One of the book's many incidental values is that in documenting the history of the D.J. it also documents the rise and fall of various underground dance music cultures. This is an especially welcome undertaking in the case of disco, an often maligned genre that in its pre-Studio 54 commercial-blitz phase was a utopian experience for the largely minority, largely gay crowd who patronized places like New York's Paradise Garage.

The authors are more equivocal regarding the effect on the D.J. of techno and its offshoots. The music heard in clubs today -- whether you call it drum-and-bass, house, trip-hop or any other of the subcategorical tags under which it's blowing the roof off a given dump on a given night -- is usually sample-based and electronically composed, and is therefore a D.J.'s product as well as his province.

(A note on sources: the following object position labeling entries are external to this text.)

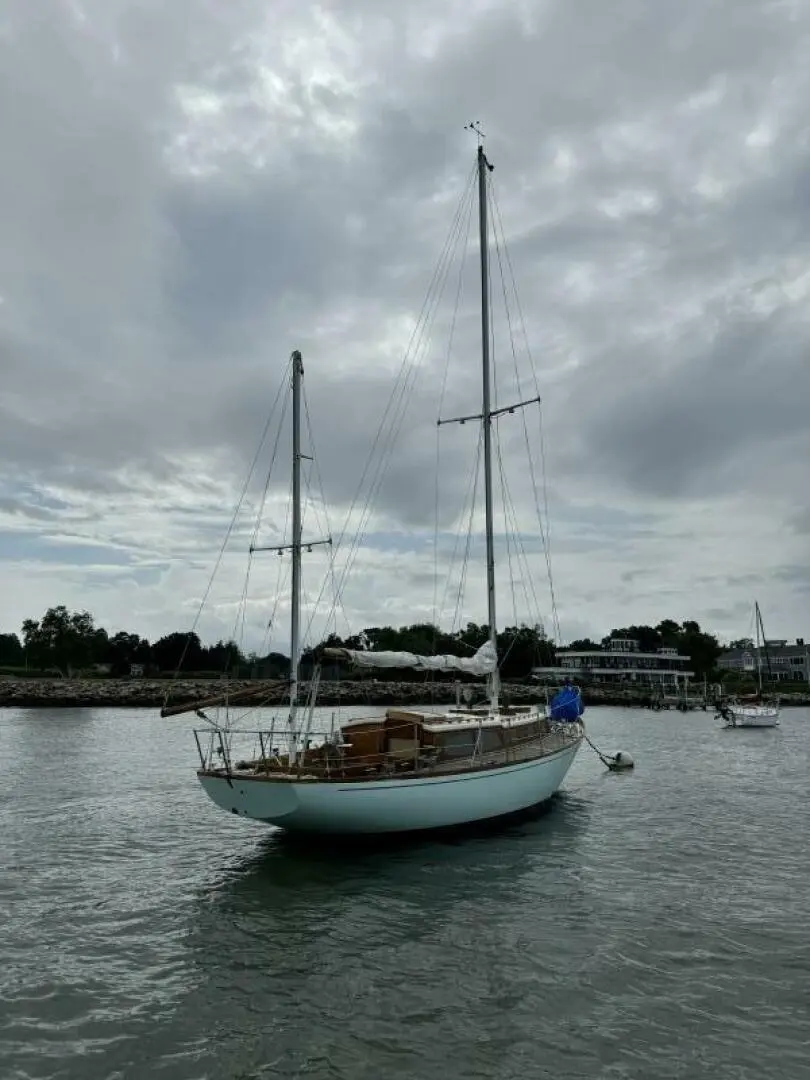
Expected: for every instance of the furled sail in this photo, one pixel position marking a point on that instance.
(484, 662)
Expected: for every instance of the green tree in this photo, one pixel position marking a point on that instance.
(11, 651)
(64, 639)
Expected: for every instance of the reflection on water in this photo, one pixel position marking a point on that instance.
(633, 930)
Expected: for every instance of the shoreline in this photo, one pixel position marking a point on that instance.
(150, 693)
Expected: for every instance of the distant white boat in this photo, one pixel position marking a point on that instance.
(406, 769)
(751, 711)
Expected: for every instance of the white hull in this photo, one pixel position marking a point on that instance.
(393, 806)
(753, 716)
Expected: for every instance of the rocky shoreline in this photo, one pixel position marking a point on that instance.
(151, 693)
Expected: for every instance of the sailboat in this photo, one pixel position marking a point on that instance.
(406, 769)
(751, 711)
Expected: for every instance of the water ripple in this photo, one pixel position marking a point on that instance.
(650, 925)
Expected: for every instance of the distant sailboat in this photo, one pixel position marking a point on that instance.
(405, 769)
(752, 712)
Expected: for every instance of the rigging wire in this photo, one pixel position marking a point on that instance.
(229, 530)
(399, 397)
(544, 530)
(443, 390)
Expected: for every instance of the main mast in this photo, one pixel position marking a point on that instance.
(486, 417)
(295, 619)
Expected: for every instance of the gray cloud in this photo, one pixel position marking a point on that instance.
(192, 190)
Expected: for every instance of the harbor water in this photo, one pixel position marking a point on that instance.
(650, 923)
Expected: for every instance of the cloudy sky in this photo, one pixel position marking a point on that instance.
(192, 189)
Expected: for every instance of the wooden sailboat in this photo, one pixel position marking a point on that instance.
(404, 769)
(751, 711)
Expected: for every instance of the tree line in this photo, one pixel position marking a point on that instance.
(69, 642)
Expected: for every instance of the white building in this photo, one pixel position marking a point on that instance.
(621, 661)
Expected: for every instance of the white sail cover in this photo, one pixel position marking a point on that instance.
(484, 662)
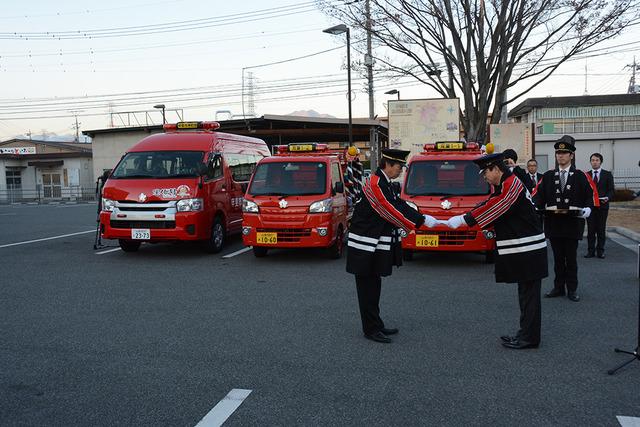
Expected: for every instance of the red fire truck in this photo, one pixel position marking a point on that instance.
(184, 184)
(296, 199)
(443, 181)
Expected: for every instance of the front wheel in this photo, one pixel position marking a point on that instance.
(217, 237)
(129, 245)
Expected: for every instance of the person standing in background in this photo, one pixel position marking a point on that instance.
(597, 221)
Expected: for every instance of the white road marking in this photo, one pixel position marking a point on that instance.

The popularity of these forms has elevated the D.J. to new heights of renown and income. Brewster and Broughton draw both a pessimistic conclusion and an optimistic one from this development. In the first, corporate capitalism slaps down the hands you've thrown in the air before you've had the chance to wave them like you just didn't care, the music is corrupted by commerce and the revolution is over. In the second, a thriving dance underground continues to diversify and the global D.J. rocks the planet to its ever-quickening beats.

The tenacious vitality of one club scene after another as recounted in these pages seems like a good enough reason to choose the optimistic ending. And the fact that the authors conclude their book with it suggests that for them it is more prediction than wishful thinking that the new millennium will continue to produce people whose peculiar genius it is to unite a crowd in its desire to get up on the downstroke. So come on, everybody. Get up.

Mim Udovitch is a contributing editor at Rolling Stone.